Overall leveraging strict data contracts via protobuf and gRPC have been a huge win for us. Discovery and iteration using the API is much easier as proto files are inherently self-documenting and devs can simply pull the gRPC libraries from github and start using the service via the protobuf stub.

Model Serving

In addition to the choice of using gRPC, we also made the decision to have our numerous ML models served independently as their own service. While we could have rolled our own, we ended up choosing Databricks Model Serving as our model serving host. This allows us to have a separate service for each model, and allows us to scale each model independently. Each model can then be developed independently with their own requirements (a linear regression model takes far less compute than a LLM for example). Our Media Planning Service is then only responsible for the interfacing to the Databricks model endpoints. Our R&D teams can focus on building great models and not be constrained by the service that serves them or the infrastructure that runs them.

Model Serving Endpoints Architecture Diagram

This separation of concerns has allowed us to iterate quickly on the service and the models, without having them get in each others way. Ever try to deploy your own models and then end up in dependency hell with all the scientific libraries? We have, and it’s not fun, this LightGBM package requires this arrow version, ad nauseam. Databricks Model Serving has allowed us to avoid that trap entirely, and we can just focus on the service and the models separately. Databricks also allows us to elastically scale our model serving endpoints independently, so if we have a model that’s getting a lot of traffic, we can scale it up without having to scale the entire service.
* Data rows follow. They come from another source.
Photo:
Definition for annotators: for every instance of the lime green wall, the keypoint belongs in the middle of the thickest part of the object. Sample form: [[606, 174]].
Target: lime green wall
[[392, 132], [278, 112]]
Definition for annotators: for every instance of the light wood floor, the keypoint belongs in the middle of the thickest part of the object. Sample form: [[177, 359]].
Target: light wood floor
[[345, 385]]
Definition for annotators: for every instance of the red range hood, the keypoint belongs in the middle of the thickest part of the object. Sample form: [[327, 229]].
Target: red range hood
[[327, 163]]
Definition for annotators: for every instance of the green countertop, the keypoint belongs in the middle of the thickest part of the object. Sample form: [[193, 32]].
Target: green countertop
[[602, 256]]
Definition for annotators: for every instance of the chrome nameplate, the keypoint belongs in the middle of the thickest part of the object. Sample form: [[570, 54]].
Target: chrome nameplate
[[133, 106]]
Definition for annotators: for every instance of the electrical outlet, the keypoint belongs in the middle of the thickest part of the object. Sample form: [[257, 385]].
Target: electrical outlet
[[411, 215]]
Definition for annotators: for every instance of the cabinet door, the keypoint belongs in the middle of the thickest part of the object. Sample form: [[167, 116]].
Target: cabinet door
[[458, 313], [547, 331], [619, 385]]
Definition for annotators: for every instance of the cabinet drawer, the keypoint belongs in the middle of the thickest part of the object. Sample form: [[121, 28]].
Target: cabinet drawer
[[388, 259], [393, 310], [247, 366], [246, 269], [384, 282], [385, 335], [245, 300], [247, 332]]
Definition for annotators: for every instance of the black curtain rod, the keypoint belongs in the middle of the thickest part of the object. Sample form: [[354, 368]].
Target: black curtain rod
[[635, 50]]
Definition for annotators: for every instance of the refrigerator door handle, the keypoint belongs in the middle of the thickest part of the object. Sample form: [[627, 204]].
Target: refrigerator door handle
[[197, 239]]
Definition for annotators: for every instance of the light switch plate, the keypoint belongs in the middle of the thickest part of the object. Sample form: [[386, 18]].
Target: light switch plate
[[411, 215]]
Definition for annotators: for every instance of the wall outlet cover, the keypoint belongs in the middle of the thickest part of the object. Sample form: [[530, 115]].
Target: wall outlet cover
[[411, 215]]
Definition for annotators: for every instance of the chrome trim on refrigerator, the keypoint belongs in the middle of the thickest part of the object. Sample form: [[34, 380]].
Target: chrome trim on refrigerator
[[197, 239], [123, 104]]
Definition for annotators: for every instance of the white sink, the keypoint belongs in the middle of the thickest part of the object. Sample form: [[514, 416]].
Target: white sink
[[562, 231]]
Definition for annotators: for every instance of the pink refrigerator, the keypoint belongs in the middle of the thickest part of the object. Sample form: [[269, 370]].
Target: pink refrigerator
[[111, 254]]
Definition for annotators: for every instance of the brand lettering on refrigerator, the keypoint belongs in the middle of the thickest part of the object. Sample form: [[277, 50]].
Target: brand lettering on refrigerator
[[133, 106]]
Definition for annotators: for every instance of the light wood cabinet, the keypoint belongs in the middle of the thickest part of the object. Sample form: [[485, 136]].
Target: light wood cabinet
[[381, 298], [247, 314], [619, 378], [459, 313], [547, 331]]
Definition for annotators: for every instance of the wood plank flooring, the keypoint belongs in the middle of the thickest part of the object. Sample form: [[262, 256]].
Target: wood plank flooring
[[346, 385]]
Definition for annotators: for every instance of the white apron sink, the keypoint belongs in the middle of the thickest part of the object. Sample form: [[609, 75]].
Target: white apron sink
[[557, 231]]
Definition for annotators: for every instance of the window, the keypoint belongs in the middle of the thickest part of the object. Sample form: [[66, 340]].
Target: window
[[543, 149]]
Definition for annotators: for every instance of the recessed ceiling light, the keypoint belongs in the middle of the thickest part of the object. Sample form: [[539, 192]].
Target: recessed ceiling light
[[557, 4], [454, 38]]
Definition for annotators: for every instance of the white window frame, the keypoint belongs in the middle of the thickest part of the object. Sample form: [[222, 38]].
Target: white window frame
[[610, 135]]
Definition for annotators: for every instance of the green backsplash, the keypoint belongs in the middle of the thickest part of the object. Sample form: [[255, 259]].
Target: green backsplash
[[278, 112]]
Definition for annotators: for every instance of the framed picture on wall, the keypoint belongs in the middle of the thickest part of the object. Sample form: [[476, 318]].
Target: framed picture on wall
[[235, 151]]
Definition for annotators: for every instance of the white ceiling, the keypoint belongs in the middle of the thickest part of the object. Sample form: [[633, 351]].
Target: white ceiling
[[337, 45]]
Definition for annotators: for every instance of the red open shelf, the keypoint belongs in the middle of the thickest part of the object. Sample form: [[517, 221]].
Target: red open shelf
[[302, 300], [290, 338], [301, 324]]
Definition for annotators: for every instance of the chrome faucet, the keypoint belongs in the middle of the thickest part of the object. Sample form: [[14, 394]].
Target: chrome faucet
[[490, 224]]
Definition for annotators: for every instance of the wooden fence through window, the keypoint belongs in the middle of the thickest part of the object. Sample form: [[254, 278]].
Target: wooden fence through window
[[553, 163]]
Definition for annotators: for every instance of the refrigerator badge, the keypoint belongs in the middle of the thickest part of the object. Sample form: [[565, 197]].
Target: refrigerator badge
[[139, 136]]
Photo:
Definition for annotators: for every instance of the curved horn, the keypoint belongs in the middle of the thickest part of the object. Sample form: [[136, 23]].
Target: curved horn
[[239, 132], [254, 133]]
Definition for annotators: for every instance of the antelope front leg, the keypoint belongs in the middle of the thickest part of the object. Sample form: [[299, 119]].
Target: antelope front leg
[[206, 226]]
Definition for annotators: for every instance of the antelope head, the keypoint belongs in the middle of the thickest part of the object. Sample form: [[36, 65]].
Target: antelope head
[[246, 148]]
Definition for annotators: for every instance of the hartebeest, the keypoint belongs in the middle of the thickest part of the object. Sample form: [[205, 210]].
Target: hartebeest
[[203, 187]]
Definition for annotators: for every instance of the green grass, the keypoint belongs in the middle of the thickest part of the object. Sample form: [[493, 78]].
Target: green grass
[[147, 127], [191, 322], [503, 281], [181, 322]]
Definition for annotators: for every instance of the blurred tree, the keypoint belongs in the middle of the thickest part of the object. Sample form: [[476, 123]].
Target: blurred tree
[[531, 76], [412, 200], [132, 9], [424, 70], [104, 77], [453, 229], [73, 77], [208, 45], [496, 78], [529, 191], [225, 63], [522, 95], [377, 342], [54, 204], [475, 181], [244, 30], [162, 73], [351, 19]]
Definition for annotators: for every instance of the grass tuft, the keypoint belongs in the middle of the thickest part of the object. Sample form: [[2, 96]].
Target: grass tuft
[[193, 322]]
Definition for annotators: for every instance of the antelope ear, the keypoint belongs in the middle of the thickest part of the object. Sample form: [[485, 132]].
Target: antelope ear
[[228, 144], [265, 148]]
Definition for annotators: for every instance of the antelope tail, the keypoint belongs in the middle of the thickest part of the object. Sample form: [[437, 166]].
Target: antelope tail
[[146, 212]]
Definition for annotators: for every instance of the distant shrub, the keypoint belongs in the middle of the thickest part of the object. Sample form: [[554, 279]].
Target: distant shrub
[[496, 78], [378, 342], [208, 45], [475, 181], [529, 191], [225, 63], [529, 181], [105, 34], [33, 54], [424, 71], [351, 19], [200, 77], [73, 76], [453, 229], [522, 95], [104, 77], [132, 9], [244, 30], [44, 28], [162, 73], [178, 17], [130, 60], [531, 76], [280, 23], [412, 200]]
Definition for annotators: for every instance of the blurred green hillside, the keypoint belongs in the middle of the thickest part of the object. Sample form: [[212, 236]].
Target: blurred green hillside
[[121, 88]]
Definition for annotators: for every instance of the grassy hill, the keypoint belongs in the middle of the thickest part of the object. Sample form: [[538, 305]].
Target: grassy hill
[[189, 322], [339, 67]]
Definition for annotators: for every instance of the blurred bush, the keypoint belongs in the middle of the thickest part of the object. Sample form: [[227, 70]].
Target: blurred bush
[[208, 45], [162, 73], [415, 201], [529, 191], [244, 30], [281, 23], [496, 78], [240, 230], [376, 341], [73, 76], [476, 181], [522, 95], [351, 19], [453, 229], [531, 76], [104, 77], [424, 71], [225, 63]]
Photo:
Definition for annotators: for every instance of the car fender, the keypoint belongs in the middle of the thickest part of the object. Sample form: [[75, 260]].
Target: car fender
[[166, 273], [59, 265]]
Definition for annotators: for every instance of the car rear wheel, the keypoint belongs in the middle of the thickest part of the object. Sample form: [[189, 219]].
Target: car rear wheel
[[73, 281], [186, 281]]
If we have a model that’s heavy compute wise but not used often, we can scale it to zero until we actually need to use it more similar to a batch job.

What’s next?

In our continued effort to make things boring and easily repeatable, we’ve been spending lots of time working on cookie-cutter templating for our ML models, which will allow us to type a few commands and have all the boiler-plate for a new model ready to go! This will give our data-science team the freedom to rapidly iterate on new models and improve current models without having to learn a whole new stack.


Choosing boring technology is a solid north-star, but starts to struggle at the extremes. I think a good addition to this philosophy is the idea of keeping technology modular, otherwise your “boring but good” software become the dreaded “boring but bad” enterprise software 😱! Keeping the core app simple and separating the complicated parts to live beside it has been a robust architecture so far. Splitting out the microservice was a huge investment from our platform teams, but we’re beginning to reap the rewards of that investment with whole new level of cross-team collaboration and improved velocity! All of software architecture is a series of trade-offs, be it for scalability, observability, cost, complexity, or otherwise, but keeping things simple and modular makes a solid foundation for great application platforms.

Ryan Kuhl

Ryan Kuhl is a Sr. engineer at Tatari, master's student at Georgia Institute of Technologs, and new dad.